Y el muchacho, con la bata de su madre y de rodillas, con la cara mojada de tanto llorar, fue recogiendo fragmento a fragmento toda la taza, y con el cubo y la bayeta toda la leche, mientras su madre, con la zapatilla en la mano, lo miraba sentada en una silla, sin decidirse a seguir con el castigo o a terminarlo.

Cuando Gabriel terminó, todavía de rodillas, miró a su madre.

-Ya está, mamá. Lo siento mucho.

Al oírlo, Carmen volvió a ser plenamente consciente de la injusticia que estaba cometiendo, pero al mismo tiempo pensó que todo lo que a ella le pasaba con la Señora era culpa de aquel crío, lo que la enfureció mucho más.
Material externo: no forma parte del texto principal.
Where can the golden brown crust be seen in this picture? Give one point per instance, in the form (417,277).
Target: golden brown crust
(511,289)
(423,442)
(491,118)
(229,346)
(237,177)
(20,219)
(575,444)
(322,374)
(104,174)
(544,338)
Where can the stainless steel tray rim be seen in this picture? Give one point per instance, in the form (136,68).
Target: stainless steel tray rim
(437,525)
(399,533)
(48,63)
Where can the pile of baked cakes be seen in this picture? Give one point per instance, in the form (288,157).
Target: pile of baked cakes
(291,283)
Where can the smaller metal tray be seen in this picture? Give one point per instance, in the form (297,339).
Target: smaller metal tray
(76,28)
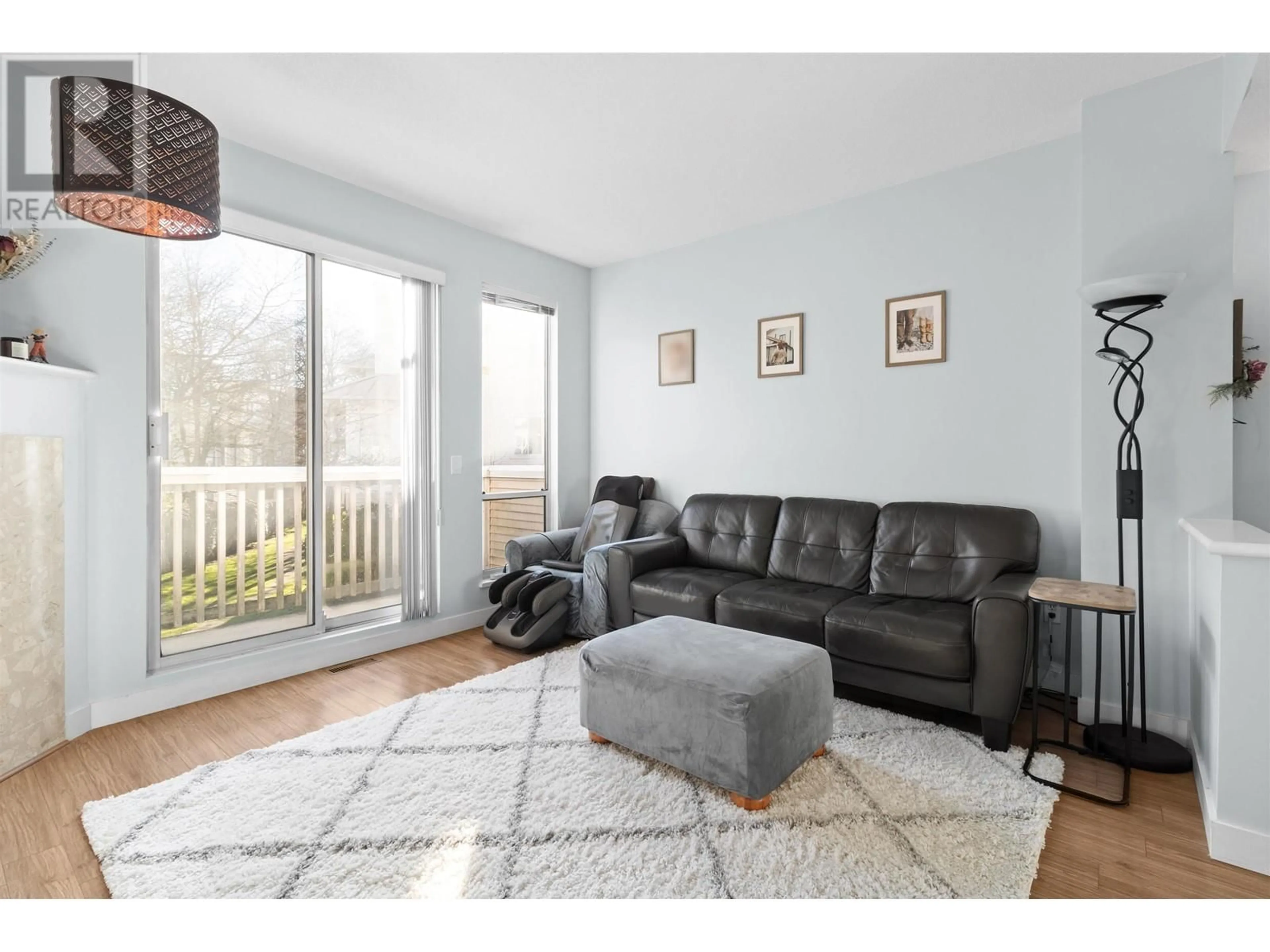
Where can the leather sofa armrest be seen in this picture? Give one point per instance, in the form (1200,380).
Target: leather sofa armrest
(629,560)
(1001,622)
(524,551)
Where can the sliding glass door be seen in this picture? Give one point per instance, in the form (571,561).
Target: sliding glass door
(293,487)
(234,385)
(362,355)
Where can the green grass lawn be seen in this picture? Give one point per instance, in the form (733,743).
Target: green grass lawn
(211,605)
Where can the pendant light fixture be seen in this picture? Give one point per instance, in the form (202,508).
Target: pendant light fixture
(135,160)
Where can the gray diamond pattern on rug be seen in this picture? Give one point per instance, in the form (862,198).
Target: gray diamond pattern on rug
(491,789)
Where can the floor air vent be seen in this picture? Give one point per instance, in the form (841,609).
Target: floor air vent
(359,663)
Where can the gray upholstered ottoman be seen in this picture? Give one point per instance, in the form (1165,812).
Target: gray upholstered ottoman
(733,707)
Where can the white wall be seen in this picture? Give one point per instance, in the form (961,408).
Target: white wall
(1158,197)
(1253,284)
(997,423)
(89,293)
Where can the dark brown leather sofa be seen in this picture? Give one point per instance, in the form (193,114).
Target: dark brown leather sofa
(926,601)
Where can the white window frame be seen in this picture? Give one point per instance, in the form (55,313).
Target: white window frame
(550,515)
(421,456)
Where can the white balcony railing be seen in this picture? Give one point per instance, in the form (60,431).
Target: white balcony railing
(249,539)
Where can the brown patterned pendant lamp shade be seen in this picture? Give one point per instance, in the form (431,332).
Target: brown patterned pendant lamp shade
(135,160)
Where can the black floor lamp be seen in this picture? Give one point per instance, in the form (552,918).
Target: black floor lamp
(1119,302)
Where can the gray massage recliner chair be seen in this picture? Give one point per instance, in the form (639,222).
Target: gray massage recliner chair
(531,610)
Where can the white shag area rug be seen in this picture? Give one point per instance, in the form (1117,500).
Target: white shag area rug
(492,789)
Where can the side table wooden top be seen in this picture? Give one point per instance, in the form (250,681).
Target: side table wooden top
(1093,596)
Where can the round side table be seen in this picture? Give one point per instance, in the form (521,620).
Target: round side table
(1100,600)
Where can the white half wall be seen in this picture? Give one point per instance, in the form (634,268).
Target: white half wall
(1253,285)
(997,423)
(1158,197)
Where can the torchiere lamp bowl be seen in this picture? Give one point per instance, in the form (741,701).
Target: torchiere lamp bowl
(1118,302)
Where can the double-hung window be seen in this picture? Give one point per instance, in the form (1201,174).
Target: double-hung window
(291,497)
(516,432)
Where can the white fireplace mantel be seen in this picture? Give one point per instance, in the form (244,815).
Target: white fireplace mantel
(48,400)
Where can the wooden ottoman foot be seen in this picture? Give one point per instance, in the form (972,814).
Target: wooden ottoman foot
(748,804)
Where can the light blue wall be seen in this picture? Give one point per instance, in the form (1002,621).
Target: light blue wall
(1158,197)
(89,293)
(997,423)
(1253,285)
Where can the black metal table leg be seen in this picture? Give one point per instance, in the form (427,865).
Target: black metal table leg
(1127,677)
(1067,680)
(1098,683)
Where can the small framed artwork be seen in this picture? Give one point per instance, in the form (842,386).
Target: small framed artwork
(676,357)
(916,329)
(780,346)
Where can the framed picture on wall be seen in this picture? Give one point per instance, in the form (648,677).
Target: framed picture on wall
(780,346)
(916,329)
(676,357)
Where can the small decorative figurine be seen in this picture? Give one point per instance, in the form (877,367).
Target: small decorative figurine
(37,346)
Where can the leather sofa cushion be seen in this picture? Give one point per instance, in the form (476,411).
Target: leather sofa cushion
(792,610)
(948,551)
(825,542)
(733,534)
(686,592)
(913,635)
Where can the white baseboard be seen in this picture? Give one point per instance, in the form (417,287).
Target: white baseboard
(281,662)
(79,722)
(1175,728)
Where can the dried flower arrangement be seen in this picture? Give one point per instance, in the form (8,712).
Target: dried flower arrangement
(18,252)
(1243,386)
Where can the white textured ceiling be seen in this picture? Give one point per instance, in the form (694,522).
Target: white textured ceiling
(600,158)
(1250,139)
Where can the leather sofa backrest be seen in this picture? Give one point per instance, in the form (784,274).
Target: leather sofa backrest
(730,532)
(949,551)
(825,542)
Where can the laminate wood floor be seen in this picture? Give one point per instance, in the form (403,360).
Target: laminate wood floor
(1152,849)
-¡¡Más lo vas a sentir!! ¡Estoy harta de tener que arreglar todo lo que tú estropeas! Te vas a quedar ahí, de rodillas, una hora entera, para que pienses bien en lo que acabas de hacer, y en lo que me has hecho hacerte por no obedecerme. Esos azotes me han dolido a mí más que a ti, y no quiero que se repitan. Y como te muevas, vuelvo a dejarte el culo como una estera…
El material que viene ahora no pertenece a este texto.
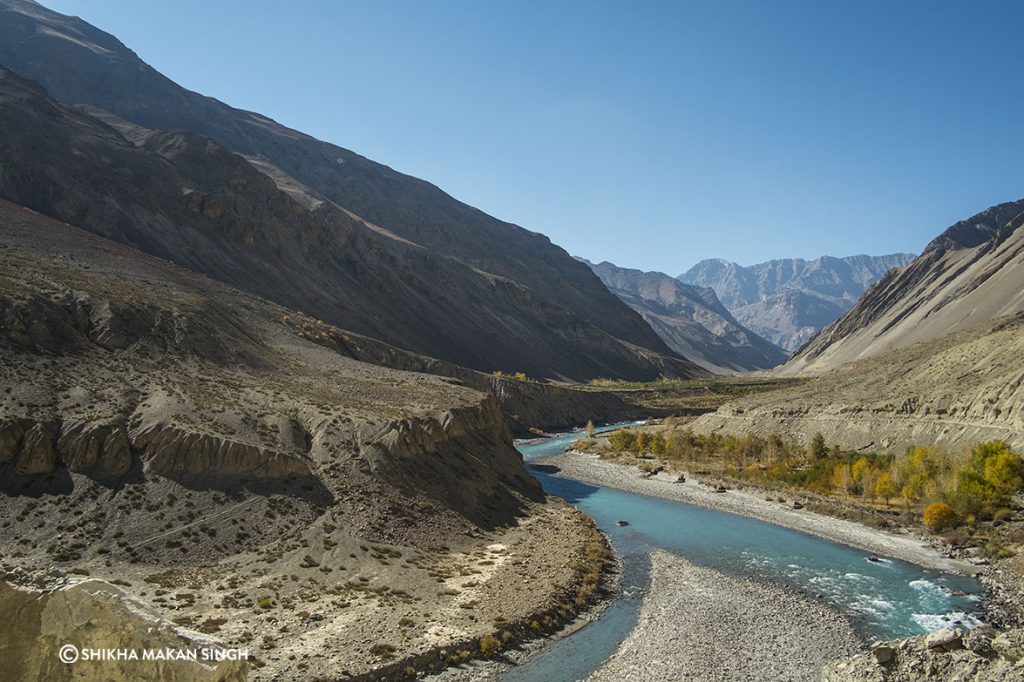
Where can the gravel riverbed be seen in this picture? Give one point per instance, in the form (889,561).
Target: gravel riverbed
(594,470)
(698,624)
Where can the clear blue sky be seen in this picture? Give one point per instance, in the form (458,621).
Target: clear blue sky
(649,134)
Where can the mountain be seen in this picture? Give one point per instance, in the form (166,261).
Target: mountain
(930,354)
(184,465)
(690,320)
(306,223)
(969,275)
(787,301)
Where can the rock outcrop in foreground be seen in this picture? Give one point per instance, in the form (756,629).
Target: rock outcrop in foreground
(229,467)
(978,655)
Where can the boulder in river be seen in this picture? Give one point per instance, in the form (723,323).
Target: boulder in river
(883,653)
(945,639)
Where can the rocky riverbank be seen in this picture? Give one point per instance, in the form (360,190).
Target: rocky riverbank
(592,469)
(699,624)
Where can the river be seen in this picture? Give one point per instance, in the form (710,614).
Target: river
(884,599)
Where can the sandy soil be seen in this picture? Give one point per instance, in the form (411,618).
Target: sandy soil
(697,624)
(591,469)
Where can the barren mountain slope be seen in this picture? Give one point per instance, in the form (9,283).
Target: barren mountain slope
(213,463)
(786,301)
(691,321)
(931,354)
(184,198)
(967,276)
(81,65)
(953,391)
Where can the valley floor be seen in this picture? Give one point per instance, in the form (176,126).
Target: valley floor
(594,470)
(698,624)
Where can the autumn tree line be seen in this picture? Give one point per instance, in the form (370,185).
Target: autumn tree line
(950,491)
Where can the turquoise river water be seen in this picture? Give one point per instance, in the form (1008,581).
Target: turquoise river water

Gabriel no se movió, y una hora después, cuando ya ni sentía las rodillas, su madre lo ayudó a levantarse y lo acompañó a su cuarto para quitarle su bata y ayudarle a ponerse un pijama, porque lo de salir ya ni se le ocurrió pensarlo a Gabriel.
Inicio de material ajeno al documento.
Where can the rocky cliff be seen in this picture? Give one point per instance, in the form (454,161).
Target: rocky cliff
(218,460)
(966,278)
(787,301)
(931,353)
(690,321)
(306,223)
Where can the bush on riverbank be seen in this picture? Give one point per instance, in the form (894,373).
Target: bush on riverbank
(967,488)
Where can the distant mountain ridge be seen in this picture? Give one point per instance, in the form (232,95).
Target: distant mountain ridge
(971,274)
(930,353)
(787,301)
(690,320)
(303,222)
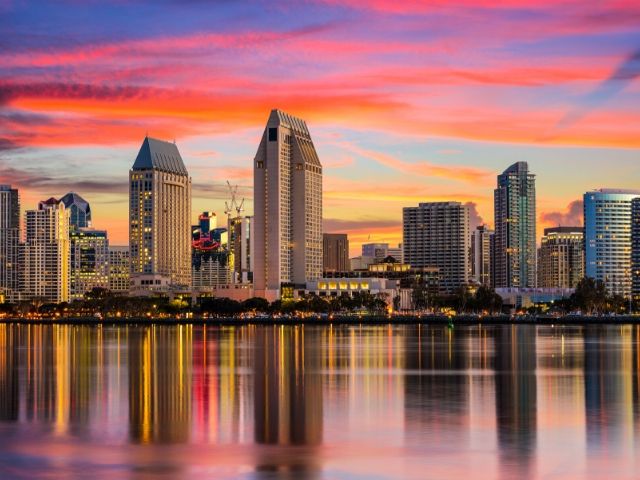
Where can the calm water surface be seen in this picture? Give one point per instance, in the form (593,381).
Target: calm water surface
(319,402)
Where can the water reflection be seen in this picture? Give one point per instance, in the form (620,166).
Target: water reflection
(516,396)
(316,402)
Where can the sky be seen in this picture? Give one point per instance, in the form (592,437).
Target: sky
(407,101)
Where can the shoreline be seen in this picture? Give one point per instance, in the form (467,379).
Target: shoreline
(338,320)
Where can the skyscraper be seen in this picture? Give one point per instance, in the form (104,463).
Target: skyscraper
(481,255)
(607,237)
(240,240)
(635,249)
(159,216)
(287,207)
(79,210)
(561,257)
(46,253)
(515,228)
(118,269)
(335,252)
(89,261)
(437,235)
(9,242)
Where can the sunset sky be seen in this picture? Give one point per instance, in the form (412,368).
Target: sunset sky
(407,101)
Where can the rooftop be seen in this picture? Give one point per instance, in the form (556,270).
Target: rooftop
(160,155)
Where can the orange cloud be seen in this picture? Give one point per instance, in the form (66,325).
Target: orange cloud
(427,169)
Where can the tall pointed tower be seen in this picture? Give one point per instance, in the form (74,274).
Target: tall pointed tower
(287,207)
(515,228)
(159,218)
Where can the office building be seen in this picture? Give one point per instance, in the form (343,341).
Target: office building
(607,238)
(240,238)
(437,235)
(89,261)
(335,252)
(159,215)
(287,207)
(79,210)
(211,258)
(515,228)
(9,243)
(45,255)
(118,269)
(481,262)
(561,257)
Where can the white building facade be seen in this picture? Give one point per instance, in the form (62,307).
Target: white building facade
(159,217)
(287,207)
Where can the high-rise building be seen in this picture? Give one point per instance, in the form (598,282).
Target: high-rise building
(437,235)
(515,228)
(211,258)
(287,207)
(46,253)
(79,210)
(159,217)
(561,257)
(335,252)
(635,249)
(89,261)
(378,251)
(9,243)
(118,269)
(240,239)
(481,255)
(607,238)
(396,253)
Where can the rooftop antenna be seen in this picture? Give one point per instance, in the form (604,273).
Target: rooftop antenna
(232,204)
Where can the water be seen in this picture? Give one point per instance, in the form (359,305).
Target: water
(337,402)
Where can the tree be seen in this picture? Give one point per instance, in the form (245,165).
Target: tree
(255,304)
(486,298)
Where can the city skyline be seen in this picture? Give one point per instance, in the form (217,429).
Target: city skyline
(428,114)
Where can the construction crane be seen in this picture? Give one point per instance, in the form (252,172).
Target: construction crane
(233,204)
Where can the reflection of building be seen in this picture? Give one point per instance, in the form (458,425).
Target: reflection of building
(516,393)
(437,235)
(437,387)
(9,368)
(159,215)
(288,386)
(515,228)
(89,261)
(45,254)
(160,384)
(118,269)
(335,252)
(611,397)
(481,255)
(79,210)
(9,243)
(287,207)
(561,257)
(607,238)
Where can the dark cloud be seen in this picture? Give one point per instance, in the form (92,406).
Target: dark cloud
(625,72)
(474,217)
(12,91)
(572,216)
(337,225)
(42,181)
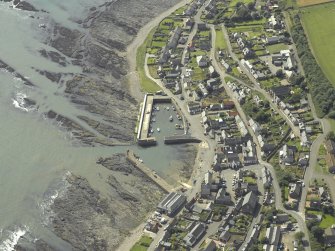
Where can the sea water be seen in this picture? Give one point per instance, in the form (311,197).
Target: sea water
(36,155)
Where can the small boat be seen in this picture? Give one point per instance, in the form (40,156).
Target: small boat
(179,126)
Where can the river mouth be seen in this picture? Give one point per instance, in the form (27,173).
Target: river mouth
(59,116)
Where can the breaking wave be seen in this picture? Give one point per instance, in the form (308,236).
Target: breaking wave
(56,190)
(12,238)
(20,101)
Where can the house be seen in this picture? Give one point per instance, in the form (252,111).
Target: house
(206,185)
(210,246)
(280,91)
(287,154)
(212,82)
(165,55)
(272,40)
(169,83)
(222,197)
(290,63)
(272,236)
(193,107)
(277,60)
(203,90)
(226,65)
(329,236)
(171,203)
(191,10)
(282,218)
(211,71)
(228,104)
(225,236)
(202,61)
(266,177)
(249,203)
(202,27)
(195,234)
(330,159)
(321,192)
(295,190)
(330,145)
(189,24)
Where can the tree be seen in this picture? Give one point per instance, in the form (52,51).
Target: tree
(317,232)
(280,73)
(299,236)
(311,223)
(251,5)
(330,136)
(331,115)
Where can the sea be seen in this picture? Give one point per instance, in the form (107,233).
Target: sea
(37,154)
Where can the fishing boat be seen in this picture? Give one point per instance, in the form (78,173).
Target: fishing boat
(179,126)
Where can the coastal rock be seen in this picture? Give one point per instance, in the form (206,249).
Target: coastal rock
(89,220)
(54,57)
(23,5)
(52,76)
(39,245)
(102,88)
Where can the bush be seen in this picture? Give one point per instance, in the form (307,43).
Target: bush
(322,91)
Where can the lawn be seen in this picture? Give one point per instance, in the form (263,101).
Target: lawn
(304,3)
(318,22)
(142,244)
(277,48)
(146,84)
(327,221)
(220,42)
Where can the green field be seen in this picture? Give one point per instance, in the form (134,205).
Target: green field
(220,42)
(276,48)
(142,244)
(327,221)
(147,84)
(319,23)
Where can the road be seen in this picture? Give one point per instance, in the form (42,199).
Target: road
(295,129)
(278,199)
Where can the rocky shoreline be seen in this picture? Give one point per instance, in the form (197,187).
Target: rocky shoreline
(84,217)
(89,220)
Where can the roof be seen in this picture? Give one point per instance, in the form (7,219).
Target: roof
(250,199)
(281,91)
(196,232)
(211,246)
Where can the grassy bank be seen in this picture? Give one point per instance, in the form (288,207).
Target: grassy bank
(318,21)
(220,42)
(143,244)
(147,84)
Cenaron en la cocina en silencio, y luego se pusieron a ver la tele en el sofá, donde Gabriel se durmió apoyado contra su madre mientras le miraba las zapatillas que aún llevaba en chancla, aquella zapatillas que le habían dejado el culo tumefacto, pero que sin embargo no podía evitar excitarse al verlas. Tentado estuvo de ponerse de rodillas y besar, y oler las zapatillas de su madre. ¿Pero que le estaba pasando?¿Cómo podía estar tan enfermo, ser tan pervertido?  Finalmente le pudo el cansancio y se quedó durmiendo con la cabeza apoyada en el hombro de su madre, que aunque miraba el televisor, no veía nada, porque tenía su mente ocupada en el día siguiente, cuando tendría que volver a casa de la Señora, una casa donde era ella la que recibía los azotes, y no la que los daba.